Let $K$ be an algebraically closed field and let $A$ and $B$ be finite dimensional algebras over $K$. Let $e_1,\ldots, e_n$ be orthogonal primitive idempotents of $A$ summing to $1$ and $f_1,\ldots, f_m$ be orthogonal primitive idempotents of $B$ summing to $1$. Then the $e_i\otimes f_j$ form a set of orthogonal primitive idempotents of $A\otimes_K B$ summing to $1$. Moreover, $(A\otimes_K B)(e_i\otimes f_j)\cong (A\otimes_K B)(e_{i'}\otimes f_{j'})$ if and only if $Ae_i\cong Ae_{i'}$ and $Bf_j\cong Bf_{j'}$. Note that this need not hold if $K$ is not algebraically closed.

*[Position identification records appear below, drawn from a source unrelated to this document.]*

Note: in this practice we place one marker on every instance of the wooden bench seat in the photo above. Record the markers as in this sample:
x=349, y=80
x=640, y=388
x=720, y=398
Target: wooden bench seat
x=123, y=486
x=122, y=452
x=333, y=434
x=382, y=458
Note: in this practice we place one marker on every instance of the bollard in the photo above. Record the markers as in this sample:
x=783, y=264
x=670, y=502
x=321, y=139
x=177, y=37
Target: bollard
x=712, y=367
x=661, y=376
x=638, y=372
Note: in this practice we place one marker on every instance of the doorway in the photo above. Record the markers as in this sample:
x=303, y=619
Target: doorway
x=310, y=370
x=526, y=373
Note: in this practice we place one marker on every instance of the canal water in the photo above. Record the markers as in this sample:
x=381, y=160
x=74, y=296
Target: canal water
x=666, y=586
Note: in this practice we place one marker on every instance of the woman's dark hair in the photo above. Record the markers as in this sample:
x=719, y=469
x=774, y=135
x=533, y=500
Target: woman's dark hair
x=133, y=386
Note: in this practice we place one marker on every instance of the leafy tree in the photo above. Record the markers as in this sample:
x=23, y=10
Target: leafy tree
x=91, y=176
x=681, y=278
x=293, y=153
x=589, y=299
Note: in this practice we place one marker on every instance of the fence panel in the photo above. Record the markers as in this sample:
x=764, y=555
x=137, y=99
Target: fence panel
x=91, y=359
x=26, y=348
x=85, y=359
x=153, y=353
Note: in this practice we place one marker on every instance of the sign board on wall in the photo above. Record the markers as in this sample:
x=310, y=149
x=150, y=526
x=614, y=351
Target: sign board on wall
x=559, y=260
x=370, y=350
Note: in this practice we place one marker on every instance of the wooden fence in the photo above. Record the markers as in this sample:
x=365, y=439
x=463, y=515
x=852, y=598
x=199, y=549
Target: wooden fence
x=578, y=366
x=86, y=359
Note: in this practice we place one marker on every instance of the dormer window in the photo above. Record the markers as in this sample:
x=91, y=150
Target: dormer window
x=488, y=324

I know how to prove these things but I want to cite this in a paper I'm writing and couldn't find this spelled out in any of my usual references on finite dimensional algebras. I don't really want to put a proof in my paper as it is a bit far a field. Actually, what I want to use this for is to conclude that the basic algebra of $A\otimes_K B$ is the tensor product of the basic algebras of $A$ and $B$ (again with $K$ algebraically closed).
I would greatly appreciate any reference, particularly, to a book.